Литмир - Электронная Библиотека
A
A

Дневник метаморфа

Глава 1. Дорогой дневник

Это пиздец. Решил вести записи, пока смогу и сколько смогу.

У меня жопа, дорогой дневник, как в демотиваторе с двужопым кентавром. Одни ягодицы — человечьи, ими он обращён к зрителю, другие — лошадиные, на них озадаченно смотрит. Полная жопа, двойной комплект.

Башка у Макса давно протекала, но всё по мелочи, он был смешным и мирным чудиком, объектом для шуток всей лаборатории, с ведром в тележке, пылесосом позади и тряпками: сухой и влажной. Редкие пегие волосёнки с проседью топорщились на макушке, высокий лоб украшали залысины. Часто улыбаясь, он показывал крупные, желтоватые, тесно сидящие в дёснах зубы.

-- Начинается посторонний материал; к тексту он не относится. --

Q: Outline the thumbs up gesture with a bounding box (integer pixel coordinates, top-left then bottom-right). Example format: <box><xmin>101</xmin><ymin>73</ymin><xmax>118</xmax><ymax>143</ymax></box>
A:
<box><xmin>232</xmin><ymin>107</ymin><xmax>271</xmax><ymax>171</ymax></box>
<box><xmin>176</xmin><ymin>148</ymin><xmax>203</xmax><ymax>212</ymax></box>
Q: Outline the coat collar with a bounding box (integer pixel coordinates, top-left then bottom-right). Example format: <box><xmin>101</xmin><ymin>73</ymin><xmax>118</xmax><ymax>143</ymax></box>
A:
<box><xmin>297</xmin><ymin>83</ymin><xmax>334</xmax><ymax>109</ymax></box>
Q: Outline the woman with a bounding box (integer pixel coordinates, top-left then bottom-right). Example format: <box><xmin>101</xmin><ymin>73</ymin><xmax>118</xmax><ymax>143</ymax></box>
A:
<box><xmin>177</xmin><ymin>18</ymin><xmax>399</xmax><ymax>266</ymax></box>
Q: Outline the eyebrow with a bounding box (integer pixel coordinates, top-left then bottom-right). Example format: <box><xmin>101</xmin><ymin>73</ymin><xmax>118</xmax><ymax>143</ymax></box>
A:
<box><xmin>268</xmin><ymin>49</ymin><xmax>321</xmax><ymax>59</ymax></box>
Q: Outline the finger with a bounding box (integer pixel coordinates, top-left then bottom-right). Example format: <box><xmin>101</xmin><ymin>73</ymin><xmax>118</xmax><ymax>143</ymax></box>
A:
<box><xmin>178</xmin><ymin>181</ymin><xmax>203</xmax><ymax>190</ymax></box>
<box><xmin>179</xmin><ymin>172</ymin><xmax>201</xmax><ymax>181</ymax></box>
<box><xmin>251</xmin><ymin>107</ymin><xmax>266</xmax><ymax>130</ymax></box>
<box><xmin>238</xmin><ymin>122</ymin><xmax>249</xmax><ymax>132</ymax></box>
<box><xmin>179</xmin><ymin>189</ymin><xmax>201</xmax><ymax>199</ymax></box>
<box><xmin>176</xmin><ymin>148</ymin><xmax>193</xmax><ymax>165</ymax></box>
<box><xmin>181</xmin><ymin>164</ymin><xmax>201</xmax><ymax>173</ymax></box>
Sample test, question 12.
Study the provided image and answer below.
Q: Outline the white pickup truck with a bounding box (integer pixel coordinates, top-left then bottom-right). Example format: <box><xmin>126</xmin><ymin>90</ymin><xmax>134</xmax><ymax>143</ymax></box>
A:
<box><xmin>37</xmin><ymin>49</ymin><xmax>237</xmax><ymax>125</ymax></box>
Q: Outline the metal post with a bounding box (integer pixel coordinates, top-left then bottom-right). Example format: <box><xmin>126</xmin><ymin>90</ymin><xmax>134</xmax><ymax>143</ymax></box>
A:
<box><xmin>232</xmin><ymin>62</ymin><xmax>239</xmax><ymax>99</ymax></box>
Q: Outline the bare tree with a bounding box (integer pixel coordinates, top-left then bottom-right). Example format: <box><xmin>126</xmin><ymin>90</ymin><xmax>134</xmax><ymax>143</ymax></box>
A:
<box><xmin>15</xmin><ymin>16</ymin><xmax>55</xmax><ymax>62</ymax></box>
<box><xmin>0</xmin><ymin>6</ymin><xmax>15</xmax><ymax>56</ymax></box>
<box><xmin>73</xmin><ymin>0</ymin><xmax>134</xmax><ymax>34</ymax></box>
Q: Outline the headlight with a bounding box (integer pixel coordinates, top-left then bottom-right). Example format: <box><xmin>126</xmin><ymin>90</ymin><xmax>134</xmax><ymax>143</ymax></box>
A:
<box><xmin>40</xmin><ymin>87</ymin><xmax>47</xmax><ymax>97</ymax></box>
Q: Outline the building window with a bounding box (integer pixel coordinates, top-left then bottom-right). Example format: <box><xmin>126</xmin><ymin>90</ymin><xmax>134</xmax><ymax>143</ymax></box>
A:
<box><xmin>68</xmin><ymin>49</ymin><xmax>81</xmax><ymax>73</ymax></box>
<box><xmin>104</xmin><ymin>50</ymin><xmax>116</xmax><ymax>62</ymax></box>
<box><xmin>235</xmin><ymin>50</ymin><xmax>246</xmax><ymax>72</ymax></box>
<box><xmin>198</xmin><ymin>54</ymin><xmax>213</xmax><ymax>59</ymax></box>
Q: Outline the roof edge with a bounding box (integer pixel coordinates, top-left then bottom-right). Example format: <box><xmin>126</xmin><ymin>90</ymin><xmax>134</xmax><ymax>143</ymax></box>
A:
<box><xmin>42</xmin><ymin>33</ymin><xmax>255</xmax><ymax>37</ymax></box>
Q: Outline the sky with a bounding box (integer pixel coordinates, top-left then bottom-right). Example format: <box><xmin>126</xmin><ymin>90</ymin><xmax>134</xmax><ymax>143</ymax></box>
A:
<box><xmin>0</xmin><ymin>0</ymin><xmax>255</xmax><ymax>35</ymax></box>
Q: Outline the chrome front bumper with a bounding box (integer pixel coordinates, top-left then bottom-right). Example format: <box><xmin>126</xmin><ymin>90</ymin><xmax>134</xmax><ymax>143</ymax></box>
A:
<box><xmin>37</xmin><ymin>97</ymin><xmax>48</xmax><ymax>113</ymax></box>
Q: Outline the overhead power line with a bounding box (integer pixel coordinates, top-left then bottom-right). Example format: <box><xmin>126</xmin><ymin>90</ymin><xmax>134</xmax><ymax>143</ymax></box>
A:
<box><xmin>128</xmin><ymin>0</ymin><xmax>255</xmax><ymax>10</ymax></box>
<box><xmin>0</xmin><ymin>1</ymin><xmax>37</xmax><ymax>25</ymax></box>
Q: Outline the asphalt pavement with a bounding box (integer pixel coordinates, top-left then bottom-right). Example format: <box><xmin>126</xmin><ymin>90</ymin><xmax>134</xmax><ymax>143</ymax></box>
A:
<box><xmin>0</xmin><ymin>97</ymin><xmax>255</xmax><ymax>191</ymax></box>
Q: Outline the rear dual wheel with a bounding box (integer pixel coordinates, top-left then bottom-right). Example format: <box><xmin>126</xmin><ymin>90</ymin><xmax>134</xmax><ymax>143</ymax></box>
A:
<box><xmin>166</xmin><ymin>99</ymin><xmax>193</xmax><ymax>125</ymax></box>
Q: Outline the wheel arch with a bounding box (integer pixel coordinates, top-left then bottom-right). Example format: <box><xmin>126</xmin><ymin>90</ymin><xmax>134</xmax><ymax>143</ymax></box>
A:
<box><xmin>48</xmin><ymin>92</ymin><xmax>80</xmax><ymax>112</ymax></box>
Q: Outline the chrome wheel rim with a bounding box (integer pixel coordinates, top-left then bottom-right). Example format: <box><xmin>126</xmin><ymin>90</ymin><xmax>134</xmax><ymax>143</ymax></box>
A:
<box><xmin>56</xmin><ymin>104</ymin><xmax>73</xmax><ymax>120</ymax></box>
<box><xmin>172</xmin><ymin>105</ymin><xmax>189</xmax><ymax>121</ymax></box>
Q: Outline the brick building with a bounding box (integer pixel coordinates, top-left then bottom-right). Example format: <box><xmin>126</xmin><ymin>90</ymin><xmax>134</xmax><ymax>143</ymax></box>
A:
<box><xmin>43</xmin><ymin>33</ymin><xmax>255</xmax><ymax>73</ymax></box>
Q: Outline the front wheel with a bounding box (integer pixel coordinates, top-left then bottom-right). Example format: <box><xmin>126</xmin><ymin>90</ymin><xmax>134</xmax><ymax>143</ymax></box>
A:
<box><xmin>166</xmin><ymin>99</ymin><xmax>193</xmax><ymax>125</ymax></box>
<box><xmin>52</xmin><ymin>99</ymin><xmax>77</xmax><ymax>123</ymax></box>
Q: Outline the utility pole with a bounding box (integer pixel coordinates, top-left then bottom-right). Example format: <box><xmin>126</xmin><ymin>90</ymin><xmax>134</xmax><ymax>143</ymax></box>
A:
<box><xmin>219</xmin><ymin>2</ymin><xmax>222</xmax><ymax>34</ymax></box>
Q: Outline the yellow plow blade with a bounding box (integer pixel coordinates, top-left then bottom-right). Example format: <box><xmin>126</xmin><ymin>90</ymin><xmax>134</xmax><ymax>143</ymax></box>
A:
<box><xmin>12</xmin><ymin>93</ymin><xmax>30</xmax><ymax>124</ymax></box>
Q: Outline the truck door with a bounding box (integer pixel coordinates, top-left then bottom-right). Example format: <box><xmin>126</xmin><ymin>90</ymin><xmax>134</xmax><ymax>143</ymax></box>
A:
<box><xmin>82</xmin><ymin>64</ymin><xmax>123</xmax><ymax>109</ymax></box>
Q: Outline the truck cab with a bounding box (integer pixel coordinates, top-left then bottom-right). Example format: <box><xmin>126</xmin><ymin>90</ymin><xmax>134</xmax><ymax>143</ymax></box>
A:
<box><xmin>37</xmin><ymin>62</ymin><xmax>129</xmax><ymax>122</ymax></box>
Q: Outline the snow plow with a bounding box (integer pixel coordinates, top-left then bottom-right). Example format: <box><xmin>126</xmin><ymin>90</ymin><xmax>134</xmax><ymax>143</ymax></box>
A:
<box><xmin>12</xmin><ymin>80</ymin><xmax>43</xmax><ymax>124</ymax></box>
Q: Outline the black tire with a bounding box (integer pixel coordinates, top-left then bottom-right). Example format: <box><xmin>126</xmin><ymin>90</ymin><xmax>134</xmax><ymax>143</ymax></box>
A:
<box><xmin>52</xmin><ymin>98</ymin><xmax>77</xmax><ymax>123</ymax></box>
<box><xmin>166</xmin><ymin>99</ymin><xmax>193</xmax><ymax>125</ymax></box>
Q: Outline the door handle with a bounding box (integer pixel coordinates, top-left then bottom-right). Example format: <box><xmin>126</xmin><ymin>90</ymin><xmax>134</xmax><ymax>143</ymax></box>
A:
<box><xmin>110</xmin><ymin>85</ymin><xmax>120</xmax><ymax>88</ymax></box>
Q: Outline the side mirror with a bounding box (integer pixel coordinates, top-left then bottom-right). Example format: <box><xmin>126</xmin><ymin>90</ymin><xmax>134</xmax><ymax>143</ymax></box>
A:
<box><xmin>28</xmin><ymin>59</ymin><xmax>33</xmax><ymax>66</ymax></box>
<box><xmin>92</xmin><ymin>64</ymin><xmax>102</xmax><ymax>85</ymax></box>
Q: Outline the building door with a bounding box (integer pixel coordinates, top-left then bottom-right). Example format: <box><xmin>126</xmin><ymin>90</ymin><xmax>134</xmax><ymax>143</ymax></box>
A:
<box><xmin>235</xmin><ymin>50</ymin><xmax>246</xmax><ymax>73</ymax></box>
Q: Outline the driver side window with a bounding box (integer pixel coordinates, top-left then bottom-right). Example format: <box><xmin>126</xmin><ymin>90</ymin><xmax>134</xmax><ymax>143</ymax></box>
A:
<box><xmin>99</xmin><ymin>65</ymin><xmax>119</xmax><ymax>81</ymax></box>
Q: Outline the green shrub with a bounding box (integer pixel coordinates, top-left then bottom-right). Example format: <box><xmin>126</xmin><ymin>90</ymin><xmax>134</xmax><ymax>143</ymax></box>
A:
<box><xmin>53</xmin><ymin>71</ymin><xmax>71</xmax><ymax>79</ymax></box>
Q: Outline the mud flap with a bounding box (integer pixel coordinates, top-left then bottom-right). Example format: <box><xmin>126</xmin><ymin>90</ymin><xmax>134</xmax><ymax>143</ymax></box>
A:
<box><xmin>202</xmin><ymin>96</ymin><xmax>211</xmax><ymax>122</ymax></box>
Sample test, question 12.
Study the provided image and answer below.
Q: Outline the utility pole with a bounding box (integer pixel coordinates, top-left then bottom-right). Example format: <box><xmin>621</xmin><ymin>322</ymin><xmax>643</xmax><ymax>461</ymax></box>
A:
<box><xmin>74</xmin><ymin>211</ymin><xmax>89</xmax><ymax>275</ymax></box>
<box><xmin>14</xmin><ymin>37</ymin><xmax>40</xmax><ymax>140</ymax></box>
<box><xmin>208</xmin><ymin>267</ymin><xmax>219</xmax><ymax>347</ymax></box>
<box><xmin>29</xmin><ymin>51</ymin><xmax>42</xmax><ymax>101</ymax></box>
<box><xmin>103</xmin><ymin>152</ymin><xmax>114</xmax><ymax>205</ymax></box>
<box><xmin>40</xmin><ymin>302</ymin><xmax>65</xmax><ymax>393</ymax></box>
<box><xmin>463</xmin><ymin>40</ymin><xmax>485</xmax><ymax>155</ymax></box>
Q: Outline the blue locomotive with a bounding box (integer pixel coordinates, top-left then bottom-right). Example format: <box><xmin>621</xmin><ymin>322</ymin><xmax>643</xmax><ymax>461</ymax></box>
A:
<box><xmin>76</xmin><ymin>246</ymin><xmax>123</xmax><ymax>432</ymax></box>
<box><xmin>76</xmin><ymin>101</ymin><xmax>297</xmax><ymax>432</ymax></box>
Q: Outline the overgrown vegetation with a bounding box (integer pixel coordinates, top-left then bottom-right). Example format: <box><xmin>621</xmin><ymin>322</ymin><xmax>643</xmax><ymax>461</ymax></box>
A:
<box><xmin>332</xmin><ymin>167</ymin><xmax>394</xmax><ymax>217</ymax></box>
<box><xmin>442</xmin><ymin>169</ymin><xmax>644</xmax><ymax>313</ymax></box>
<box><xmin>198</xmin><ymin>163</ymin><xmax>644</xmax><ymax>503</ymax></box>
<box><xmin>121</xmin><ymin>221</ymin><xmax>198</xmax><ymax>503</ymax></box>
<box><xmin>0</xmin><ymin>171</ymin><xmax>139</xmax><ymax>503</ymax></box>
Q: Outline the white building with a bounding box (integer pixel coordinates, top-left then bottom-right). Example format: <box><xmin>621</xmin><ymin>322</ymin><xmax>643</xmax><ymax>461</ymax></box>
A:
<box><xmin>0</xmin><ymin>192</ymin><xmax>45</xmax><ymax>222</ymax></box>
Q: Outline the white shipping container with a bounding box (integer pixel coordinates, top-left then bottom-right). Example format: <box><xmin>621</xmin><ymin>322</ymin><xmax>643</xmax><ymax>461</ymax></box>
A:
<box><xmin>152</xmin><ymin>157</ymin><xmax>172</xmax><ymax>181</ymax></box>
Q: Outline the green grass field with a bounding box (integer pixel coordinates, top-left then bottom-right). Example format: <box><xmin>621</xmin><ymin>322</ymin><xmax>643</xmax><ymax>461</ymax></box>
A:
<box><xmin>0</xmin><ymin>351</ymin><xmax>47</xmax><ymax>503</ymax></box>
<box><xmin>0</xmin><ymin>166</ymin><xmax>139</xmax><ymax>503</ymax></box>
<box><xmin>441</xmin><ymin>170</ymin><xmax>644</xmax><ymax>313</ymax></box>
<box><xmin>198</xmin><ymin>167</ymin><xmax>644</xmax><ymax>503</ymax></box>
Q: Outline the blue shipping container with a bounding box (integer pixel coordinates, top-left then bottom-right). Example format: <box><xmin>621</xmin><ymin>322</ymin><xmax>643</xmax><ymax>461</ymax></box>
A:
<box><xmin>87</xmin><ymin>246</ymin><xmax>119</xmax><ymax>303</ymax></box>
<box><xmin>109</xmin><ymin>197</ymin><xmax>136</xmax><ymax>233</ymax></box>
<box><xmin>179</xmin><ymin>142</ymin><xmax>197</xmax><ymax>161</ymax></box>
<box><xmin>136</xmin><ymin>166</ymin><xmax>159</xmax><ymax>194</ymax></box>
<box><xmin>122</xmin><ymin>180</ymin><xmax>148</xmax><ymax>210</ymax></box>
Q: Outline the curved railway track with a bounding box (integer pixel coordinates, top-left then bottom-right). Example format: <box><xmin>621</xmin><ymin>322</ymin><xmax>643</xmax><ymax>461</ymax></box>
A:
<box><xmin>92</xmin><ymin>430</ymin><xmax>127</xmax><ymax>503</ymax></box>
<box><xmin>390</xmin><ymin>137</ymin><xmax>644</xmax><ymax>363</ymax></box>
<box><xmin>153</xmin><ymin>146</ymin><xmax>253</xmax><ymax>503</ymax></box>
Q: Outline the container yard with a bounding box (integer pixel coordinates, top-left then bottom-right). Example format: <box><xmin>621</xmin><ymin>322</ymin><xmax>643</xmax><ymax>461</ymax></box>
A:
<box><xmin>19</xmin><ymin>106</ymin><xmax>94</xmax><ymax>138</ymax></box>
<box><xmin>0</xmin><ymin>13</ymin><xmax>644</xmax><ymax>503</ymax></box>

Утром он зажал меня в вивариуме, среди клеток. Там повсюду громоздились вольеры, боксы и банки, стоял запашок мелочных жизней и величественных смертей во имя науки. Ещё там стояли электрооградки зверских углов, два стола с компами, анализаторы и закрытые боксы для крыс, получивших инъекции раньше. Из тех никто не выжил. Трупики я собирался сжечь в лабораторном мусоросжигателе и начинать новый опыт: намедни привезли вполне земных мартышек. Конечно, животных было жалко, но ещё жальче — многих и многих больных людей, с надеждой ожидающих нового препарата. Мы работали над созданием мощнейшего биостимулятора, запускающего эффективную регенерацию в поражённых органах и системах организма. Как на это подписался я, обычный инфекционист, простой человеческий медик, которых в каждой ручейной больничке навалом? Да очень просто — корешился с фармацевтами «Нealthy nation», а те сманили тайной. Предложили пойти в новую иномирную лабораторию врачом. Покрутили перед моим любопытным носом не деньгами, а открытием. Профильные статьи в ведущих скопусах, вероятная кандидатская и, о чудо — Нобелевская премия в случае успеха грезились мне в вечерних мечтах, но если и мечтать — то по-крупному, дорогой дневник, как в поговорке о королеве и миллионе.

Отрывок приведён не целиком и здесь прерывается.